Он не сводит глаз с моего купальника и воды, стекающей на его ковер, слишком обескураженный, чтобы сказать хоть слово.
Переведя взгляд на диван в гостиной, я вижу женщину примерно того же возраста. Своим вторжением я застала ее посреди поедания миски с мороженным, ложка замерла у ее рта. В телевизоре хнычет какая-то блондинка, не зная, получит ли она розу или отправится домой.
– Что… что происходит? – запинаясь, спрашивает мужчина. Он больше не злится, осознав, что что-то не так. – Нам вызвать полицию?
– Нет, – на автомате отвечаю я.
Гриффины не втягивают полицию в свои проблемы. Более того, мы делаем все возможное, чтобы избежать общения.
Я жду с колотящимся сердцем, слишком напуганная, чтобы даже выглянуть в глазок – вдруг дайвер последовал за мной и только и ждет за дверью, когда мой глаз покажется в глазке, чтобы выстрелить прямо в него?

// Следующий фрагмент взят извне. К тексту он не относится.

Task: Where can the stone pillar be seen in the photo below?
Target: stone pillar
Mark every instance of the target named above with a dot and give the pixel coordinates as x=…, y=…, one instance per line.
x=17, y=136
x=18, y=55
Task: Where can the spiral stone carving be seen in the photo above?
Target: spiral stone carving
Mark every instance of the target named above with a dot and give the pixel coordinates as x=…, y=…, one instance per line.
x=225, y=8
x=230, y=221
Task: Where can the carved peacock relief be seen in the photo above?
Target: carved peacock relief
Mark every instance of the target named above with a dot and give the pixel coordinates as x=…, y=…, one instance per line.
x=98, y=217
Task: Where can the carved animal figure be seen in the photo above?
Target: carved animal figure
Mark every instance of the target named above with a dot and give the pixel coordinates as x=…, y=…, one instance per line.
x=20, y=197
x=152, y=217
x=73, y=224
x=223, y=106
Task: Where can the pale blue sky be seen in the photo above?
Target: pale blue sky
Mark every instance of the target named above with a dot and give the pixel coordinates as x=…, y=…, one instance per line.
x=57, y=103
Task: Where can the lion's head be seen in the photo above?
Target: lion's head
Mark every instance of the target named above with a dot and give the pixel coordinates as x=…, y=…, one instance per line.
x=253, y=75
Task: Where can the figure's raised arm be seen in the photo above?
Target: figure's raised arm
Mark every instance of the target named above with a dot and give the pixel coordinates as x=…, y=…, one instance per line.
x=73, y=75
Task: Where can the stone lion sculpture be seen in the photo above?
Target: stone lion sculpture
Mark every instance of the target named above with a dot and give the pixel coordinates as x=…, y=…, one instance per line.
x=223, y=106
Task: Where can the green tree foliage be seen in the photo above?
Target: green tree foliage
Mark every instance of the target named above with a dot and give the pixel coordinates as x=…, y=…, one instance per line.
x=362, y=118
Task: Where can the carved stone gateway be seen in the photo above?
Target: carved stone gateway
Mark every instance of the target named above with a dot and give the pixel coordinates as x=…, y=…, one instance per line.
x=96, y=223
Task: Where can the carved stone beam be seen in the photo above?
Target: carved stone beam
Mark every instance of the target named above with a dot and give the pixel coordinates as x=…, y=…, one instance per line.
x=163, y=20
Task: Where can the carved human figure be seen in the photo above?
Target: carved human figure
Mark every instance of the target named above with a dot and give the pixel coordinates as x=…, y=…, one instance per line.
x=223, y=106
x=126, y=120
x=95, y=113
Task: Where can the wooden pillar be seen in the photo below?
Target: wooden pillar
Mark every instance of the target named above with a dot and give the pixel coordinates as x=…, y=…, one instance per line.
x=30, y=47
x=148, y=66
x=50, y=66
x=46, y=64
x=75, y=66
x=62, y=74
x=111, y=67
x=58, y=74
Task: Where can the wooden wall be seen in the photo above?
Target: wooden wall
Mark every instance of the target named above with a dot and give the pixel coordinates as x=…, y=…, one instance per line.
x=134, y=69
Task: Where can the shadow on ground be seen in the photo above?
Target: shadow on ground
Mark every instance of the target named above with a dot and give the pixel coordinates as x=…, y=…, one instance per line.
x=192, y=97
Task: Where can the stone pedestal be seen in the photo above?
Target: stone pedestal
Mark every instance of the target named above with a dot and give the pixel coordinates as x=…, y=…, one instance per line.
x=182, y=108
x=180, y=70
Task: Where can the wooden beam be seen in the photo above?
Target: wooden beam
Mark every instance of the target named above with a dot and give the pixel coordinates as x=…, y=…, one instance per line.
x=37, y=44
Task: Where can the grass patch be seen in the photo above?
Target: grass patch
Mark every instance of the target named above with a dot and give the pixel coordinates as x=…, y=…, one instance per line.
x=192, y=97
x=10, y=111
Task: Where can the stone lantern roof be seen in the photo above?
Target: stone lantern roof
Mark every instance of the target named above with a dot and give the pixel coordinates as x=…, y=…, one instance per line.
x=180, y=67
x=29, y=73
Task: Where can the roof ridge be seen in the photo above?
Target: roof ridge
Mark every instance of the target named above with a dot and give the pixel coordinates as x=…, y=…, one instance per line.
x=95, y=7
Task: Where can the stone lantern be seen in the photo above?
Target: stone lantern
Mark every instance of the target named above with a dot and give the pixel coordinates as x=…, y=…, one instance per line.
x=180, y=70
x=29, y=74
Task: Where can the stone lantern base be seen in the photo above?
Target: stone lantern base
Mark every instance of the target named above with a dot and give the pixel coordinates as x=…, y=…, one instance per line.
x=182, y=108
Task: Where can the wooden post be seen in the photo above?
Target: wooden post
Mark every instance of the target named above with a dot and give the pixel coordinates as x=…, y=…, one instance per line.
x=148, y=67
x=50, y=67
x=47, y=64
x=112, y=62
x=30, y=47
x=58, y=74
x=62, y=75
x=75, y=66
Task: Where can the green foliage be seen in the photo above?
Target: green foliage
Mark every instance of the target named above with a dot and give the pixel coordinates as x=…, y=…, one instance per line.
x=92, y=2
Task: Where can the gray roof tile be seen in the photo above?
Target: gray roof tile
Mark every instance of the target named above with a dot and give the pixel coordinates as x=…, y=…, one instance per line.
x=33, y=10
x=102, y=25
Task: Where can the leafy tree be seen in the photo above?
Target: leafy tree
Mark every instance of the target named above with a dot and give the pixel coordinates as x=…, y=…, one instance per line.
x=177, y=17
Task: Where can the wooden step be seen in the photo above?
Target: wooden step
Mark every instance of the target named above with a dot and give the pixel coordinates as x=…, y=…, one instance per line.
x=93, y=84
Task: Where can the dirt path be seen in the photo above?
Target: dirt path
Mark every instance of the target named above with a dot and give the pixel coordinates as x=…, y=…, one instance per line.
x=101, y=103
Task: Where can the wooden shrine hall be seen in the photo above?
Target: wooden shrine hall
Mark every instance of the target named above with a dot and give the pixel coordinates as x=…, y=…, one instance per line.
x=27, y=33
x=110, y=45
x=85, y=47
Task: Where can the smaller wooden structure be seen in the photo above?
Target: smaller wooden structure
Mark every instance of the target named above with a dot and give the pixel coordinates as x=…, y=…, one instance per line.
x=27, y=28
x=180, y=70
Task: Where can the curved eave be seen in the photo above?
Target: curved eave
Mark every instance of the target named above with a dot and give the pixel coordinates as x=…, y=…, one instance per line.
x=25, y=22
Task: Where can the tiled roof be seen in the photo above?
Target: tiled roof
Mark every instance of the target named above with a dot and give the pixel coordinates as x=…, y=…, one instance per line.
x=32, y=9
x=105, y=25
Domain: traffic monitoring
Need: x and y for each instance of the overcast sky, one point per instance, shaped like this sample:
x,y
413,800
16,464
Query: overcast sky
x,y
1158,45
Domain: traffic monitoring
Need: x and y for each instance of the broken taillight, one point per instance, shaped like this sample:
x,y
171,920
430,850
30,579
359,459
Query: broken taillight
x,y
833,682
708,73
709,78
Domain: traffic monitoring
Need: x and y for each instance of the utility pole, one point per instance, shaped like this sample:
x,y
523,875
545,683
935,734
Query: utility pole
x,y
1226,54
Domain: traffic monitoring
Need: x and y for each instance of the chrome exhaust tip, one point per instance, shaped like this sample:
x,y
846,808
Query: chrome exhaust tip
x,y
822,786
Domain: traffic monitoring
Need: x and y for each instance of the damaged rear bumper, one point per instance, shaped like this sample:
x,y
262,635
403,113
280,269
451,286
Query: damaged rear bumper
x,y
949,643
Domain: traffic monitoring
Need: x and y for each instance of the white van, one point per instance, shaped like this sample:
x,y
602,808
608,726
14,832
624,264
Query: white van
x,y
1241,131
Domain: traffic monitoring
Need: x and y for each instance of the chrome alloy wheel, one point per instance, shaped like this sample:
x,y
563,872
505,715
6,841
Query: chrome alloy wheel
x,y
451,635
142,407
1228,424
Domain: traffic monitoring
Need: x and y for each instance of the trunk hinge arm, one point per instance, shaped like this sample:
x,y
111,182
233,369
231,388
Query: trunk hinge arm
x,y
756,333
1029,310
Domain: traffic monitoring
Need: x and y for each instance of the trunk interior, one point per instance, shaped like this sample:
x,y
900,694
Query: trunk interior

– Если можно воспользоваться вашим телефоном, я бы позвонила своему брату, – говорю я.
Я лежу неподвижно в потайном дне воза и чувствую, как он подпрыгивает на грунтовой дороге, а затем останавливается у ворот огороженной территории «Боко Харам»[5].
Повстанцы скрываются здесь уже неделю, с тех пор как взяли под контроль этот участок земли недалеко от озера Чад. У нас есть информация, что Юсуф Нур въехал на территорию лагеря прошлой ночью. Он пробудет здесь всего двенадцать часов, а потом снова отправится в путь.
Я слышу, как Камбар начинает спорить с охранниками из-за повозки с рисом, который он привез, торгуясь и требуя, чтобы ему выплатили все обещанные шестьдесят шесть тысяч найр, и ни кобо[6] меньше.
Мне хочется придушить его за то, что он мелочится, но я понимаю, что было бы более подозрительно, если бы мужчина не стал торговаться. Однако по мере развития спора Камбар начинает угрожать, что сейчас развернется и уедет со своим басмати[7] домой, и я едва сдерживаюсь, чтобы не постучать в доски над головой и напомнить ему, что попасть на территорию нам важнее, чем заработать деньги.
Наконец охранники соглашаются на цену немногим ниже, чем хотел Камбар, и я чувствую, как повозка кренится, когда мы въезжаем на территорию повстанцев.
Лежать здесь – настоящая мука: тут жарче, чем в аду, и я чувствую себя уязвимым, хоть мы с Бомбистом и вооружены до зубов. Кто угодно может облить воз бензином и поджечь его прежде, чем мы смогли бы вырваться наружу. Если Камбар нас предаст.